To many, this may seem to counter our regular conservation message.  We’ve created a Q&A to help explain our rationale below:

Pools use a lot of water. Aren’t we worried that lots of new pools will overburden our water system?

A current count revealed there are 4 pools in Whitewater Springs with one under construction.  For the sake of argument, let’s say that 4 new pools are built in 2023. Most pools are about 20,000 gallons equaling a total of 80,000 gallons to fill all four.  Since we pump approximately 11 million gallons of water annually, 80,000 gallons amounts to 0.7% of the total water usage. Literally a drop in the bucket.  Maintenance filling for the average, well maintained pool is less than 500 gallons per week and is not a significant load to the system.

Aren’t pools just a waste of our precious resources? Shouldn’t we just tell someone who wants to build a pool no?

Defining water waste can be very subjective. One could argue that any water use above our normal household average use of 4,500 gallons per month is wasteful.  However, everyone in this community has a right to use their share of our water in ways that are important to them. Maybe a resident likes to wash their car every weekend in the driveway. Washing a car typically uses 100 gallons of water. Or maybe you like gardening. A 1,000 square foot garden uses about 600 gallons per week. Like a big lawn? A 1,000 square foot lush, green lawn consumes about 600 gallons per week.  Always dreamed of a pool?  A typical pool will lose around 500 gallons per week based on surface area, more if there are leaks in the system or plaster.  So, it’s important not to judge your neighbors. You may be using more than you think.

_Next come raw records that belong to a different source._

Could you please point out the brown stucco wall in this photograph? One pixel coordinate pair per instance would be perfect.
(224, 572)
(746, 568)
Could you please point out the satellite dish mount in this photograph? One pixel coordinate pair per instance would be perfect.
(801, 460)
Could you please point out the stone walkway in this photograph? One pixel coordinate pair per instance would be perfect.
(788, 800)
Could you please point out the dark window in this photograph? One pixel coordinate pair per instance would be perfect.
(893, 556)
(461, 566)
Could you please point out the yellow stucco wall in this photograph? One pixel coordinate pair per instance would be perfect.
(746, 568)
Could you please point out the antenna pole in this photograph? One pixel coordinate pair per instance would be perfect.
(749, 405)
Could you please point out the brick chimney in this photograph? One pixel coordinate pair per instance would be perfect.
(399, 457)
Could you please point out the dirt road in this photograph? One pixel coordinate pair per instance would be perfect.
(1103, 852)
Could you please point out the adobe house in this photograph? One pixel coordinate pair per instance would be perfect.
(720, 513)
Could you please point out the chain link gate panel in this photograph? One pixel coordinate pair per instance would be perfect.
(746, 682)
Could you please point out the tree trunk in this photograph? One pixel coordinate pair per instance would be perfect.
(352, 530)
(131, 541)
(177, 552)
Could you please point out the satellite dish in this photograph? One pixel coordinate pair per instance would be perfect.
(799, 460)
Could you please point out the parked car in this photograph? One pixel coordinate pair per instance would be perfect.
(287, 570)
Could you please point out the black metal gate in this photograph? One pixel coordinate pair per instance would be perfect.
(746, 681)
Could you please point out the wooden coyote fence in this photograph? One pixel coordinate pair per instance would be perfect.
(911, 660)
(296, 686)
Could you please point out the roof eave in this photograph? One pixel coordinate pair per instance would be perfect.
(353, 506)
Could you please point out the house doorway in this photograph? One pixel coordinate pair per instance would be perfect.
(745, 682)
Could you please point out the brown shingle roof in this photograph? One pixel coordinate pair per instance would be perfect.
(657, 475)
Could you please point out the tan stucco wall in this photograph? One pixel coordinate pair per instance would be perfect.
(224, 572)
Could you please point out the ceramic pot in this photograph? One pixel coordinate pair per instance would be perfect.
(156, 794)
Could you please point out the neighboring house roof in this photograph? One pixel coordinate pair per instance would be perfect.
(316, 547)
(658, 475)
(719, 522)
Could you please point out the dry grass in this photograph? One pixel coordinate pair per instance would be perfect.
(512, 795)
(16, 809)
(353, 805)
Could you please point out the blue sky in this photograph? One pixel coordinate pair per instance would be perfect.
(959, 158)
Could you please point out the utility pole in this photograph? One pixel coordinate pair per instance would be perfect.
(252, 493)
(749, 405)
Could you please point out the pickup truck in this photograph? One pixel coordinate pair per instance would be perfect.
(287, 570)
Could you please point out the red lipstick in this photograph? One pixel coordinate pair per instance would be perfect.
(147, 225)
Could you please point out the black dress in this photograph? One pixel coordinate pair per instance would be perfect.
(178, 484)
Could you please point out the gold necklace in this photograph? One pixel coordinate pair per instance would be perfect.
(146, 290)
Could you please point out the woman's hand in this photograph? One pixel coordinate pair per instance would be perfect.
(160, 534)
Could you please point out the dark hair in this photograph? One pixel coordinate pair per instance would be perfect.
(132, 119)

What about the water restriction stages?

Information about the water restriction stages can be found here. In a nutshell, we are in Stage I – Voluntary Conservation for half of the year just as a matter of water awareness.  Stage II – Also Voluntary, has occurred, for example when the large leak happened this summer.  If we find it necessary to implement Stage III or Stage IV pool filling will be partially or completely restricted.

How much water do I have a right to as a resident?

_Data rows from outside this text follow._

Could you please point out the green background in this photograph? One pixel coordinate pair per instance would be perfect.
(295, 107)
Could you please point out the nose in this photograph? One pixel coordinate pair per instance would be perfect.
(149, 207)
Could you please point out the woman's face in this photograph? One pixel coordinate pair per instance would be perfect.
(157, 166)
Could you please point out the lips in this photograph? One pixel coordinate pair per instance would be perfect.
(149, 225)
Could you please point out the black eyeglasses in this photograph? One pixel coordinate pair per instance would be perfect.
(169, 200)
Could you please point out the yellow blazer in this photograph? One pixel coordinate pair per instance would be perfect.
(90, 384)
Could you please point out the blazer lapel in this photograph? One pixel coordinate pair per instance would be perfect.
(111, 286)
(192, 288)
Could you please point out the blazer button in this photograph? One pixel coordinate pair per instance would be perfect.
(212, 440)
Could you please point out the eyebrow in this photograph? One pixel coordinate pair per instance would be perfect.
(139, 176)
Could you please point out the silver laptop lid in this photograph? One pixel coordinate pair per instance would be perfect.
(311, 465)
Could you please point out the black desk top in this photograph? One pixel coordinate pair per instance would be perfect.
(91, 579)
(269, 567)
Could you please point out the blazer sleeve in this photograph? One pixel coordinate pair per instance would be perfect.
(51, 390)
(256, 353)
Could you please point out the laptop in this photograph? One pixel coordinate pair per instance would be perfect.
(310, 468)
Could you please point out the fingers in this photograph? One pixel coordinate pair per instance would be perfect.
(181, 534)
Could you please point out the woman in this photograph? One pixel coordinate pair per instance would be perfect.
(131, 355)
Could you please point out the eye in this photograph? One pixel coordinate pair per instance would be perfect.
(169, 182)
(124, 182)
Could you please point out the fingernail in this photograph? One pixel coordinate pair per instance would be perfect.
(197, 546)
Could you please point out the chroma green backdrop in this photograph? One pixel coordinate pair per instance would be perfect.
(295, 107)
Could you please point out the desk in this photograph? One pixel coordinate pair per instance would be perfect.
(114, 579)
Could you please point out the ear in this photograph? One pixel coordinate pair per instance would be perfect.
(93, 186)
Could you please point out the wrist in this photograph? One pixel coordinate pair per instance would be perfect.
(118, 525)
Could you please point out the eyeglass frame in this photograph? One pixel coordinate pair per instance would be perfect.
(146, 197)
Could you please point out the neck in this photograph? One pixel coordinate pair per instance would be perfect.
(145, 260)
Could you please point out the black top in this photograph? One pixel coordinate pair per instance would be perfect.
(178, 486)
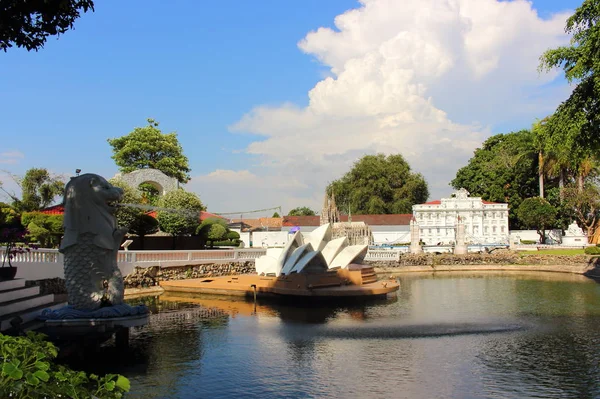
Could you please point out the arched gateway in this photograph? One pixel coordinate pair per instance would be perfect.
(155, 177)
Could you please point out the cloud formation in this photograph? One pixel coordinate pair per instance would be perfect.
(425, 78)
(11, 157)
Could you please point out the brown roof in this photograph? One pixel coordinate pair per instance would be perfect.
(301, 221)
(272, 223)
(400, 219)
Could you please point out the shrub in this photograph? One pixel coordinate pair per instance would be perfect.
(233, 235)
(28, 371)
(592, 251)
(526, 242)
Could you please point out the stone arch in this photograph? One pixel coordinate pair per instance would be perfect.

Your water right, based on CTGCD (Central Texas Groundwater Conservation District) regulations, is 1/2 acre-foot of water per acre of land per month which calculates to about 13,600 gallons per month.  Fortunately, the average home in Whitewater Springs only uses about 4,500 gallons per month.

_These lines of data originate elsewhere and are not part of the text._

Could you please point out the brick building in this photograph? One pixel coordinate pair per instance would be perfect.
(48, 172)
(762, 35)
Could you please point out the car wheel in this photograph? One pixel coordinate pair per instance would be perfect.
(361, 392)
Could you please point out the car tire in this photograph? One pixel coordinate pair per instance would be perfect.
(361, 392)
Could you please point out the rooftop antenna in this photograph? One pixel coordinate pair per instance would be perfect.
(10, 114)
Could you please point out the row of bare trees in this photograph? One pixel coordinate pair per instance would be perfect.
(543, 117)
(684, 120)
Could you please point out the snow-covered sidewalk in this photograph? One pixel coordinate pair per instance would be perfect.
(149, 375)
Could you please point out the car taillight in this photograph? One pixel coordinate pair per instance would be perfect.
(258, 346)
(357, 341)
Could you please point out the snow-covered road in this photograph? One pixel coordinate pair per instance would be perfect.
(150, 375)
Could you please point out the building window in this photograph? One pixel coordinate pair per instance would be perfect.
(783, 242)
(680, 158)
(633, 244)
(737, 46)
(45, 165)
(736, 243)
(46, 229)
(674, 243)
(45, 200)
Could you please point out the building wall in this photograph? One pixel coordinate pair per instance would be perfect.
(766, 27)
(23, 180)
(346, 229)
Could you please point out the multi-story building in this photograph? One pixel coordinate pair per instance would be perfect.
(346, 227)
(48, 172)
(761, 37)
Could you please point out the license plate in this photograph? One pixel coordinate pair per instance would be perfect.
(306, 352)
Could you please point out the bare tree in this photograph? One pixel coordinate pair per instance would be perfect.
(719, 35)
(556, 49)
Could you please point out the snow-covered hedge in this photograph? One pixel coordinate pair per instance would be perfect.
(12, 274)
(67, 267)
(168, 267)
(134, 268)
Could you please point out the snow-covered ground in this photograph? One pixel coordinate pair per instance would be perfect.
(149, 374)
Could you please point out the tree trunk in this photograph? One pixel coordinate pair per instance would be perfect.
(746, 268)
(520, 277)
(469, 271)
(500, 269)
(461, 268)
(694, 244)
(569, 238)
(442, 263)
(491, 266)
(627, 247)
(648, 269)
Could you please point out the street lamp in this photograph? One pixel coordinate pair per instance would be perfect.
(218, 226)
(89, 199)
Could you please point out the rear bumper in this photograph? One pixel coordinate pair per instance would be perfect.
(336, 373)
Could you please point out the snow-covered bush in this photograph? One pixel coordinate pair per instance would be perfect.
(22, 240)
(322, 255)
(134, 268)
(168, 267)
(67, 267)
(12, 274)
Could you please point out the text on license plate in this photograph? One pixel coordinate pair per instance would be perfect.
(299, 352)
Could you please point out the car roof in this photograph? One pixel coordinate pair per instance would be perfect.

What keeps us from being inundated with new pools?

There are a number of things that dissuade people from installing a pool in Whitewater Springs. The most obvious is the fact that we have a great community pool. It’s a great way to meet your neighbors while cooling down from the summer heat. Another reason is cost. Pools are expensive to build, maintain and yes, the additional water can be expensive. Filling a 20,000-gallon pool will cost about $540 at our current rates. There are other costs and time commitments that makes owning a pool less attractive to many people; however, for those that have dreamed of owning a pool our water system can accommodate it.